Ce sont des insiders las, des élites fatiguées. Ils sont caractéristiques de cet Occident décadent. Car on retrouve leurs traits de caractère au sein de toute la société : dans les classes moyennes, et des plus démunis aux plus aisés. De la droite dure à la gauche molle, puisque cette échelle n’existe plus. De la même manière que l’on dit qu’il n’y a pas d’amour, mais seulement des preuves d’amour, il n’y a pas de gauche, mais seulement des preuves de gauche : car ayant côtoyé cette droite bon teint dans le milieu professionnel, je l’ai comparée à la gauche bon teint que je pouvais côtoyer dans ma sphère privée. Devinez quoi ? A part le discours et une culture différents qui ne sont que postures, si peu les distingue matériellement. D’où les concepts de « bobo » et de « gentrification » : comment le peuple bien-pensant de gauche adopte des pratiques bien à droite : afficher sa garde-robe, détenir des objets à la mode, habiter un quartier animé « à l’esprit village » dans une maison avec jardin (sic), prendre un animal de compagnie et un monospace pour déplacer ses rejetons.
Ce ne sont pas des forces vives, mais les peaux mortes d’un monde passé en voie de disparition – qui a produit hier (colonialisme, impérialisme) les ennemis extérieurs d’aujourd’hui et qui produit et produira (néo-conservatisme, nationalisme, cynisme et relativisme) ceux de demain en son sein même.

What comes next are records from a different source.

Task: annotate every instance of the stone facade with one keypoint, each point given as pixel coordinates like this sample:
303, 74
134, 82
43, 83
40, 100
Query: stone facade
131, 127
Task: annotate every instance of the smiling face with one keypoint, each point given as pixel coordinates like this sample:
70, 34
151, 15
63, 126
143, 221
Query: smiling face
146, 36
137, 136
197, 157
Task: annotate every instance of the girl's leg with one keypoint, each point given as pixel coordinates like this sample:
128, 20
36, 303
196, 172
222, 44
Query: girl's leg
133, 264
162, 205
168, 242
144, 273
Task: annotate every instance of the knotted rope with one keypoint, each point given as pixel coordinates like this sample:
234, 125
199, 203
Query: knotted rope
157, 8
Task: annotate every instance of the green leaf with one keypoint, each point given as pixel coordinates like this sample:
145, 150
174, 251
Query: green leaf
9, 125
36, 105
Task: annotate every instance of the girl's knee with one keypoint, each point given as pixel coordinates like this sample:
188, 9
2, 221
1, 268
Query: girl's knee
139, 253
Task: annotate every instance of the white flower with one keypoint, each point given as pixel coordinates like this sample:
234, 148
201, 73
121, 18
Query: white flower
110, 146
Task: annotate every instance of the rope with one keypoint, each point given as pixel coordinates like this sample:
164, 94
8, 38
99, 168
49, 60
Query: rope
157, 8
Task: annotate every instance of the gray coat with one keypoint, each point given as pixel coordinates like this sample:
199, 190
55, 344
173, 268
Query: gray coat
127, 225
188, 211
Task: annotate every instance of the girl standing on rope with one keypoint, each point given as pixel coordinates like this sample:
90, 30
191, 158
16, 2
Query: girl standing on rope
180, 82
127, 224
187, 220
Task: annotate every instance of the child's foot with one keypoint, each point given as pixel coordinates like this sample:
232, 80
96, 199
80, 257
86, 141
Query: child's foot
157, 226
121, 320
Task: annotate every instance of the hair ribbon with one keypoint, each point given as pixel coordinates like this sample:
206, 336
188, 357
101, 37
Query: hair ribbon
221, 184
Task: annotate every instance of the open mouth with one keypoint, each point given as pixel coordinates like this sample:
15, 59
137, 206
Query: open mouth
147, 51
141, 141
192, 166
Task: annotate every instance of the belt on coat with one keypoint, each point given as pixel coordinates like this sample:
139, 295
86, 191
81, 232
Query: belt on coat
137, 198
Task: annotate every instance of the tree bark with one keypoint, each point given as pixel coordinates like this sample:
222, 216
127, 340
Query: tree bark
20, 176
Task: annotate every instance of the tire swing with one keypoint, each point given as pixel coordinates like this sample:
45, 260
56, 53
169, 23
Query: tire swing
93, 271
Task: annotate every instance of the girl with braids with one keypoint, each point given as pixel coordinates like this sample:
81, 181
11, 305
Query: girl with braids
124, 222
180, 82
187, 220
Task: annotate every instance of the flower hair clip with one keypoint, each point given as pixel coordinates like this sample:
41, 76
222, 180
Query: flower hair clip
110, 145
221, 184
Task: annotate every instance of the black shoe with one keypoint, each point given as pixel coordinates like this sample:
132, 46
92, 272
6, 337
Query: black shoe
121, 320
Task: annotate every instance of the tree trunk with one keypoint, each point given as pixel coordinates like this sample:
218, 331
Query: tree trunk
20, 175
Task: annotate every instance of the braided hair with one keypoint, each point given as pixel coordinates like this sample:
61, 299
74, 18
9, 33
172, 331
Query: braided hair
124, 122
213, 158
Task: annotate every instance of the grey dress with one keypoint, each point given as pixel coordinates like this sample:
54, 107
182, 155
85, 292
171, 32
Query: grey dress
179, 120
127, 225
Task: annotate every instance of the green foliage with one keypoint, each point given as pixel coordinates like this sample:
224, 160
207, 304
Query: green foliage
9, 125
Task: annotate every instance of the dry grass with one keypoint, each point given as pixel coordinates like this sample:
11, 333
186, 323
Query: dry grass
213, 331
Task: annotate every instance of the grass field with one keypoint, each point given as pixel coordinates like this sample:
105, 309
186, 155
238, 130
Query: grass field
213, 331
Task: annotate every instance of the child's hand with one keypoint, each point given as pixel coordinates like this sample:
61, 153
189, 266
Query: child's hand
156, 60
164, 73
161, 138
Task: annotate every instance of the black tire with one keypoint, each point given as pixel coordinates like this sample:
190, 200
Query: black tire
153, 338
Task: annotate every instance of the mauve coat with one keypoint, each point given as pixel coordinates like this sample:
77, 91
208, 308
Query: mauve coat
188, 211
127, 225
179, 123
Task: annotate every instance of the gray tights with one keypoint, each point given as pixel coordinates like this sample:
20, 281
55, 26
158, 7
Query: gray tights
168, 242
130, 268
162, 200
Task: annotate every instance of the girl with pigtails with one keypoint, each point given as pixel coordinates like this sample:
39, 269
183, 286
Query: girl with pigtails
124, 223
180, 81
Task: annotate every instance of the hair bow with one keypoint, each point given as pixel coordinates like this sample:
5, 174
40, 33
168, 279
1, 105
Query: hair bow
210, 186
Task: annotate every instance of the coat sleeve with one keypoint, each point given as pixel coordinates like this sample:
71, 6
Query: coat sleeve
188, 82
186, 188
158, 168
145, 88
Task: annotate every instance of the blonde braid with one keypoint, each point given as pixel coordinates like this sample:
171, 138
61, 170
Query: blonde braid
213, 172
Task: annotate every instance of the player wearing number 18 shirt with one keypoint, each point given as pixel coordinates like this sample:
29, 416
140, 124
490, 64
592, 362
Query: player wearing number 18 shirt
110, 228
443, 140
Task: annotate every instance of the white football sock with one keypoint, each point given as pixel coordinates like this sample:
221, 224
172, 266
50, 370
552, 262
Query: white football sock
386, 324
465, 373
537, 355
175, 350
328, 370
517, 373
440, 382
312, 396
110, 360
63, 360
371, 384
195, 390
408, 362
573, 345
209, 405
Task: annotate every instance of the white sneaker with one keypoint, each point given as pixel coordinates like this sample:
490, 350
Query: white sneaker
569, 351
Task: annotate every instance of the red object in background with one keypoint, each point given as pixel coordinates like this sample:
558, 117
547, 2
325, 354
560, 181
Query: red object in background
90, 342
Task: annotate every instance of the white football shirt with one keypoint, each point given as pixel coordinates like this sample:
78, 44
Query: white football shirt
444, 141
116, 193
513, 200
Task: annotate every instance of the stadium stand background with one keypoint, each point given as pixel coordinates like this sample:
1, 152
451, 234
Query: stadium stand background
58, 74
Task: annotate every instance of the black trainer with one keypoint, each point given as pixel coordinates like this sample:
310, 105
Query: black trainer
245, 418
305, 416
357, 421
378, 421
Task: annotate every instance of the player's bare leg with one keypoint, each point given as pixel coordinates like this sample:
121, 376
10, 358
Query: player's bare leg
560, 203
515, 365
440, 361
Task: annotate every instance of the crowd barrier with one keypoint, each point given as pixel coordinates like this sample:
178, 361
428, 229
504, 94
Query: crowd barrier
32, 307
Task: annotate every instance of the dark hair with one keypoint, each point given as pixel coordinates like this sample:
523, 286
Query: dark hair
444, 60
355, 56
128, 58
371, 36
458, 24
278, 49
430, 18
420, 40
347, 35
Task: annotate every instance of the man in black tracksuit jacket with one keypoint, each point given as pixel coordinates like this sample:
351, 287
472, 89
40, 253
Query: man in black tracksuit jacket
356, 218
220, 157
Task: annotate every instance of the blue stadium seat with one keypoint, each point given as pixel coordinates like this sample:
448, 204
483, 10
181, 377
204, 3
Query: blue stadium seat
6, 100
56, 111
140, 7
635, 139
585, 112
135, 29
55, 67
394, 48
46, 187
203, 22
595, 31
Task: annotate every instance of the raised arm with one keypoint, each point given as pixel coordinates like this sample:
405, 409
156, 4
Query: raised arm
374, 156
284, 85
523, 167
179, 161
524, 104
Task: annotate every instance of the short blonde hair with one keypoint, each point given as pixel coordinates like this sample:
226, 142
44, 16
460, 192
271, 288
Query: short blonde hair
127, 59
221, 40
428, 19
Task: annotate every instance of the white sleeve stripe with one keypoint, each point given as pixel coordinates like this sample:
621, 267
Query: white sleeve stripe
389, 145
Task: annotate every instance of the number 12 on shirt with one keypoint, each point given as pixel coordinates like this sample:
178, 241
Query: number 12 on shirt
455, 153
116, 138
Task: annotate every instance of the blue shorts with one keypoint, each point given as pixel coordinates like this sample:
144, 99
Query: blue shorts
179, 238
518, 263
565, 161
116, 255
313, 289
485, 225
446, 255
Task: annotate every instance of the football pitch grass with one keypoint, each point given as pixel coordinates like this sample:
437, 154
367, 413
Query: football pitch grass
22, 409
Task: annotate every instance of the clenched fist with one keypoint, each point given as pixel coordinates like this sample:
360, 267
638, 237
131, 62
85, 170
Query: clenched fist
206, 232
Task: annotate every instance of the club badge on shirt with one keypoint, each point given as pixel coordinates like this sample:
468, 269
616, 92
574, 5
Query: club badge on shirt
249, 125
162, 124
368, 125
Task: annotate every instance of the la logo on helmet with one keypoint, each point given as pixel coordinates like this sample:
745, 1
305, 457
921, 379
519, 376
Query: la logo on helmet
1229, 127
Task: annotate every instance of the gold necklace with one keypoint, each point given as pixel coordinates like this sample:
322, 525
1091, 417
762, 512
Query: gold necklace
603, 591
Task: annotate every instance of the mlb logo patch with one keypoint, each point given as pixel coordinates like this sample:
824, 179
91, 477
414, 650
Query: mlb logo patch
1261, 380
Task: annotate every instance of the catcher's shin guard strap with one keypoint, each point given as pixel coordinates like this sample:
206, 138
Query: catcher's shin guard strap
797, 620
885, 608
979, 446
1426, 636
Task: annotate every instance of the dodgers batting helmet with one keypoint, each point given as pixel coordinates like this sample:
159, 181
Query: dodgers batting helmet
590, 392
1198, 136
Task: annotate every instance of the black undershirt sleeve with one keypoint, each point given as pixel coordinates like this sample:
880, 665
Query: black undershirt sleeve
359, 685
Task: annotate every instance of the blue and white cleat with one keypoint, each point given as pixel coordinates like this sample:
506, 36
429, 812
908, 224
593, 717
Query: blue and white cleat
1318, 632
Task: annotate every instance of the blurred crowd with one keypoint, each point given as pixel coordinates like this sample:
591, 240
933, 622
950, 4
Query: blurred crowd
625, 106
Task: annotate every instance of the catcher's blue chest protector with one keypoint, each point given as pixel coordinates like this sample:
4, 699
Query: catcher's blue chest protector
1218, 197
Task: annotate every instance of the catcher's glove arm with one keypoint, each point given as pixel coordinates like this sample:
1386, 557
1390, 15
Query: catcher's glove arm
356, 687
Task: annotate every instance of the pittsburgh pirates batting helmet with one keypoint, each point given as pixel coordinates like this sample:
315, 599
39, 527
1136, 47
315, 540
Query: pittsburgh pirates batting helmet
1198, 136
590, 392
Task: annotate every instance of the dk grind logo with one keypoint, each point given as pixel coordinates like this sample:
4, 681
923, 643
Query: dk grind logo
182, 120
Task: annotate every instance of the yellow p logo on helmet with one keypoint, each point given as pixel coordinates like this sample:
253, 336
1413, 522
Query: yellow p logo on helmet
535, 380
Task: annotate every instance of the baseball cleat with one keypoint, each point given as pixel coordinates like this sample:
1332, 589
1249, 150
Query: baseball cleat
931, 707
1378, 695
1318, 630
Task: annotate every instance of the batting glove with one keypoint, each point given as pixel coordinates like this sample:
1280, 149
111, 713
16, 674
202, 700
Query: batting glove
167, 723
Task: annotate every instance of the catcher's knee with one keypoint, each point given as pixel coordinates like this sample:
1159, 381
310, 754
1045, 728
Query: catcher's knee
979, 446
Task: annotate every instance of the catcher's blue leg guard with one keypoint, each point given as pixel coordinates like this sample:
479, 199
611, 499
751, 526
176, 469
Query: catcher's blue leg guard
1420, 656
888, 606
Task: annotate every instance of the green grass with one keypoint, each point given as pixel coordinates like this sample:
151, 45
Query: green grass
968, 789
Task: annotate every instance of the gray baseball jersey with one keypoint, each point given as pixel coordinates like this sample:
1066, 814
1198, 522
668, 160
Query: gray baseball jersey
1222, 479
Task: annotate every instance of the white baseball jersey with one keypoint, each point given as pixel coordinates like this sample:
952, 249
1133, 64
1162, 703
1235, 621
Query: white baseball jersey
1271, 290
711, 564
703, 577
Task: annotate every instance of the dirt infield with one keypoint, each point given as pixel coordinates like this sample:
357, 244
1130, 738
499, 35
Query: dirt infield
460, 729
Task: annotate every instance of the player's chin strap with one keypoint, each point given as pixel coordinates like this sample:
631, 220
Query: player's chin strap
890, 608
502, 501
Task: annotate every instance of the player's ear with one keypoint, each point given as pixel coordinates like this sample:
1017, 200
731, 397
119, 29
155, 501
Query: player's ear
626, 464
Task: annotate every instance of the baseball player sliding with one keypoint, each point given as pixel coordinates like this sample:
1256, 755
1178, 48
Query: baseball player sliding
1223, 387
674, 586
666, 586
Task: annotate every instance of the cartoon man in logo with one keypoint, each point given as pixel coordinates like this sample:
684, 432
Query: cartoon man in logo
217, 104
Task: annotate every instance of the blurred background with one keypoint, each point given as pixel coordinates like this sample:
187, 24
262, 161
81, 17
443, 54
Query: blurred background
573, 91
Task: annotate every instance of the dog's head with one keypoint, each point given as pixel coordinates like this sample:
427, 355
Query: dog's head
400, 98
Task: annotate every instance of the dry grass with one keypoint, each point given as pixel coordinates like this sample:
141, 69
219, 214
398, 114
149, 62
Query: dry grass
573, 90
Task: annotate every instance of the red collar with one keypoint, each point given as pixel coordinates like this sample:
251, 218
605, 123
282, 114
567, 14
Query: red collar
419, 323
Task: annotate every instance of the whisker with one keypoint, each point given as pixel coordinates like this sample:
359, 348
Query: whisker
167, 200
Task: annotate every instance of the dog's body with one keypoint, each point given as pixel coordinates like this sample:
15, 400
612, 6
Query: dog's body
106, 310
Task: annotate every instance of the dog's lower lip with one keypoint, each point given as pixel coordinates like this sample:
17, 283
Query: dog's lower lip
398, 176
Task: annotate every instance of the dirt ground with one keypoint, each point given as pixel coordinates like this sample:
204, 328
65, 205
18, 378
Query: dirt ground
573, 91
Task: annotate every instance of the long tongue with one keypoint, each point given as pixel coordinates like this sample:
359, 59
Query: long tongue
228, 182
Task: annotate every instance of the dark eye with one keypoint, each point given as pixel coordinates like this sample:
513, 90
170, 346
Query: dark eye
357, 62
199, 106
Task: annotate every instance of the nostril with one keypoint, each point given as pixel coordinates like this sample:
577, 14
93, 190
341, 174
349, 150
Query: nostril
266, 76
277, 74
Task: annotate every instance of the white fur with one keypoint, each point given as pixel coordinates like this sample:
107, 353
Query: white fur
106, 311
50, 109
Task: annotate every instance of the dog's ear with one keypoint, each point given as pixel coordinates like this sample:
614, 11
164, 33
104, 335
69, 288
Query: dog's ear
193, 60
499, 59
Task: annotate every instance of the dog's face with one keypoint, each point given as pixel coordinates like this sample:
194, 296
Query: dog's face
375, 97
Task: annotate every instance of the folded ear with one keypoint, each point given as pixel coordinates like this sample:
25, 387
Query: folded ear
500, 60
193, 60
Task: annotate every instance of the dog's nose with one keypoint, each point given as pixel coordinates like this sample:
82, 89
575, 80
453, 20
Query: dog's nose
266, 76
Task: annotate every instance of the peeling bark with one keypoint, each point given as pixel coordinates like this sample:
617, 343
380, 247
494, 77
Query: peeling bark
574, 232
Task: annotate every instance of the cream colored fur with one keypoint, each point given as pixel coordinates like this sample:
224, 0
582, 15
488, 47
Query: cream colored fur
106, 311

Ils [bourgeois, occidentaux insiders] appartiennent, malgré eux, à une classe d’oppression. Victimes sans doute, et innocents, mais pourtant tyrans encore et coupables. Tout ce que nous pouvons faire c’est refléter dans nos miroirs leur conscience malheureuse, c’est-à-dire avancer un peu plus la décomposition de leurs principes ; nous avons cette tâche ingrate de leur reprocher leurs fautes quand elles sont devenues des malédictions. Bourgeois nous-mêmes, nous avons connu l’angoisse bourgeoise, nous avons eu cette âme déchirée, mais puisque le propre d’une conscience malheureuse est de vouloir s’arracher à l’état de malheur, nous ne pouvons demeurer au sein de notre classe et […] il faut que nous soyons ses fossoyeurs, même si nous courons le risque de nous ensevelir avec elle.
– Sartre, Qu’est-ce que la littérature ?
Alors, que faire ?
Là réside tout le travail qui doit être entamé, car on ne saurait accuser autrui de sa propre déchéance (l’islamisme, l’étranger immigrant accusé de pervertir la France éternelle, les Chinois, l’Europe, etc) : c’est notre faiblesse qu’il faut regarder en face.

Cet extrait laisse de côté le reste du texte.